Dix ans après, le contexte a particulièrement évolué. Cet accord a certainement besoin d’être revisité, et surtout promu auprès de tous les acteurs. C’est à juste titre que son application ne peut plus s’entendre. Certes, sur la base des dispositions pertinentes de la Loi 99/015 qui énumère très limitativement les services d’investissement rentrant dans le monopole des PSI agréés, on peut à juste titre questionner la pertinence de la qualification donnée à l’activité de centralisation et de comptabilisation des souscriptions par l’entreprise ; pour autant, je ne peux comprendre qu’un tel cumul de facturations porte les coûts de financement sur notre marché à des seuils inacceptables.

 

IC : Ces sanctions n’affaiblissent-elles pas la DSX face à la Bourse des valeurs mobilières de l’Afrique centrale (BVMAC), avec qui elle est en compétition dans la sous-région ?

SK : Absolument pas. Il faut éviter de tout lire sous le prisme de la compétition sous-régionale, qui n’existe d’ailleurs que dans les esprits peu exercés. Les pouvoirs publics savent où ils en sont et ce qui reste à faire pour parfaire l’intégration des places financières. L’intégration de l’industrie des valeurs mobilières en Afrique centrale est bien avancée sur ses maillons des bons et obligations de Trésor, de placement primaire des titres obligataires publics. Des passerelles sont progressivement créées entre les deux régulateurs qui permettent aux deux marchés d’articuler leurs actions. Beaucoup reste à faire. Le chantier doit irrémédiablement être poursuivi. En tout état de cause, le niveau d’enchevêtrement de nos économies rendrait suicidaire toute démarche contraire. Cela dit, il faut voir dans l’action du régulateur camerounais la manifestation d’une police de marché qui assure la veille sécuritaire ; ce qui a le mérite d’exister.

 

IC : Les sanctions prononcées à l’encontre de la DSX ne sont-elles pas de nature à créer un doute auprès des usagers de la DSX, et ainsi à décrédibiliser la bourse et freiner davantage les entreprises qui envisageaient d’être cotées à la DSX ?

SK : Les décisions de la CMF peuvent certes se discuter au niveau de certains motifs invoqués, mais son activité de contrôle des agissements des acteurs du marché financier, y compris ceux de la bourse, est un indicateur effectif de l’encadrement du marché financier. Ce qui ne peut qu’emporter l’adhésion des investisseurs et de tout autre utilisateur de la plateforme boursière. En effet, la décision de la CMF prend en compte les intérêts des émetteurs qui ne doivent pas pâtir de pratiques de facturation peu orthodoxes. L’activité de régulation ne doit toutefois pas qu’être punitive, elle doit être soutenue par une forte action d’éducation et de concertation. C’est le sens originel du mot « réguler », qui signifie « maintenir en équilibre en assurant un fonctionnement correct ».

 

IC : Peut-on dire que c’est à cause de ces dérives que le Ministère des finances a décidé cette année 2013 de choisir le marché financier de la BEAC et non celui de la DSX pour son emprunt obligataire ?
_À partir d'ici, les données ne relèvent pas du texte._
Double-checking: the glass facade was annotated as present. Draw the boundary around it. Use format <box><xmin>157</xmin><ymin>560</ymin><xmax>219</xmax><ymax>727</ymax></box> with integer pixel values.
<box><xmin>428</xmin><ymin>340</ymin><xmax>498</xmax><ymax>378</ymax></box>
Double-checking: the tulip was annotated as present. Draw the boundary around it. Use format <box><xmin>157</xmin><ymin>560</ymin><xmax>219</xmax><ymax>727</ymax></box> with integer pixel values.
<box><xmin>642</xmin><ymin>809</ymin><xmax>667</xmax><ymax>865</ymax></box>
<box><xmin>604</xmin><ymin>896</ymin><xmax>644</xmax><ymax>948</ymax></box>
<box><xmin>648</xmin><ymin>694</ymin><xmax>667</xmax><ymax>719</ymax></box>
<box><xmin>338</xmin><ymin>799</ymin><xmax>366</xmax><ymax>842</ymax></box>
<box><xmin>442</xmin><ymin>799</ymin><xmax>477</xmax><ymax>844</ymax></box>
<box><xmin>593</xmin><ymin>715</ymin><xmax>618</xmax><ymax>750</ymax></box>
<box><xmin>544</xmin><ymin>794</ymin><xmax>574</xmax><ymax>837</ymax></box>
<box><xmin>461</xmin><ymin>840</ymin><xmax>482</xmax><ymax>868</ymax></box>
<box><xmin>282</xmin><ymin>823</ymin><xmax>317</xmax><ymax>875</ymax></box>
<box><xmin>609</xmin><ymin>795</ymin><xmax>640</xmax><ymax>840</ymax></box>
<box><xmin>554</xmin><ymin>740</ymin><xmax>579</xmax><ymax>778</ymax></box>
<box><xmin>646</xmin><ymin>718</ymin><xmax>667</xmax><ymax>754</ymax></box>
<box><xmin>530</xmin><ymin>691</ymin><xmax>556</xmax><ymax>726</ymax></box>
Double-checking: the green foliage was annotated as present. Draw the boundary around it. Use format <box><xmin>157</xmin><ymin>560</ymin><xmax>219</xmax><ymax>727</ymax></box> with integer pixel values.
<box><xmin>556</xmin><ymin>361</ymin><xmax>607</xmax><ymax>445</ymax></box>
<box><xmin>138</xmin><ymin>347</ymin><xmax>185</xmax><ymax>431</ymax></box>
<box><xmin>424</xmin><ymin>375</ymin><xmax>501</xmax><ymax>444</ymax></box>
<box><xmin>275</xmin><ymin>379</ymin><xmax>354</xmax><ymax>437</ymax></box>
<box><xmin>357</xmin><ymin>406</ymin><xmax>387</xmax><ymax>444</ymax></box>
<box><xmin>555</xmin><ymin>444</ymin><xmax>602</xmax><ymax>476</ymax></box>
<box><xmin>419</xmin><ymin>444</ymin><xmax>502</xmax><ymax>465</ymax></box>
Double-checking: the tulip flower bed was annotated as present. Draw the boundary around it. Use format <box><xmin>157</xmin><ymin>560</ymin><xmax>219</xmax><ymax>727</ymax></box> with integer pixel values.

SK : J’ignore l’impact de ce précédent dans les choix de stratégie financière du ministre des Finances. D’ailleurs, une attitude de démission qui découlerait de dysfonctionnements d’un marché placé sous sa tutelle dénoterait d’une erreur inimaginable. L’incident constitue par lui-même une interpellation adressée à l’autorité monétaire, qui doit mettre tout en œuvre pour corriger les faiblesses des institutions de marché et impulser la relance tant attendue par le secteur privé. Il faut plutôt considérer que c’est pour coller à l’orthodoxie de la gestion de la dette que le ministère s’adresse au marché des effets publics de la BEAC pour lever des fonds courts, allant des échéances hebdomadaires (bons du Trésor) aux échéances ne dépassant pas deux années (obligation du Trésor), destinés à couvrir ses gaps de trésorerie. A l’évidence, si le besoin de ressources de financement des investissements longs se présentait, le ministre s’adresserait entre autres au marché financier camerounais, probablement après y avoir mis un peu plus d’ordre.

 

IC : Quelle est la différence entre le marché des titres publics de la BEAC et la DSX ?

SK : Ce sont deux marchés qui se complètent pour faire de notre système financier un vaste marché du commerce de titres de dettes, allant du jour le jour au long terme. L’Etat et les grands émetteurs privés peuvent ainsi trouver sur notre marché des capitaux des ressources pour le financement de leurs investissements longs, ainsi que les tensions de trésorerie, qui viendraient à se dégager dans leur fonctionnement. Les deux marchés diffèrent dans leurs modes opératoires et leurs systèmes de régulation. Alors que le marché boursier s’adresse à l’épargne populaire, le marché monétaire vise spécifiquement l’épargne des institutionnels. Sur le marché monétaire, les spécialistes en valeurs du Trésor interviennent pour compte propre. L’achat pour compte propre n’est pas une activité ordinaire pour l’intermédiaire boursier ; il doit être strictement encadré. Il faut donc à chaque fois apprécier l’activité d’une banque multicapacitaire en prenant en compte cette double posture.

 

IC : Quels sont les avantages et inconvénients de l’un et de l’autre s’il faut émettre un emprunt obligataire ?

SK : L’émission des titres de dettes sur le marché monétaire n’est admise qu’aux Etats. L’ouverture du marché des émissions de billets de trésorerie aux grands acteurs privés reste à venir. Pour l’Etat donc, la coexistence des deux marchés n’a que des avantages. Pour couvrir les décalages occasionnels qui apparaissent souvent dans la trésorerie publique entre les rythmes d’encaissement des recettes et de décaissement au titre des dépenses publiques, l’Etat s’adresse au marché monétaire, qui est structuré pour satisfaire ce type de besoins, et ce type de besoins seulement. Pour le financement des projets d’investissement public, le marché monétaire ne peut par principe être sollicité. C’est le domaine privilégié du marché financier qui mobilise l’épargne longue pour financer les emprunts à échéance longue.

 

IC : Avec seulement trois entreprises cotées, qu’est-ce qui empêche le marché financier de la DSX de décoller, selon vous ?

SK : Il y a des réglages à faire. Ils sont aussi nombreux que les insuffisances accumulées depuis une décennie, qui sont déjà criardes.

 

IC : Que faut-il faire d’après-vous pour que la DSX soit plus dynamique, compétitive et qu’elle attire davantage d’entreprises ?

SK : Le chantier est complexe, mais la solution existe. Il faut simplement que la volonté de voir les choses véritablement changer soit manifeste. Il faut se souvenir d’où l’on vient. Le marché est le fruit d’un fort engagement des pouvoirs publics ; ce qui nous a personnellement permis de conduire sans difficultés les travaux de sa création et de son démarrage. Si les autorités s’y investissent avec la même détermination, il n’y a pas de raison qu’une ère nouvelle ne se lève pas sur le marché boursier camerounais.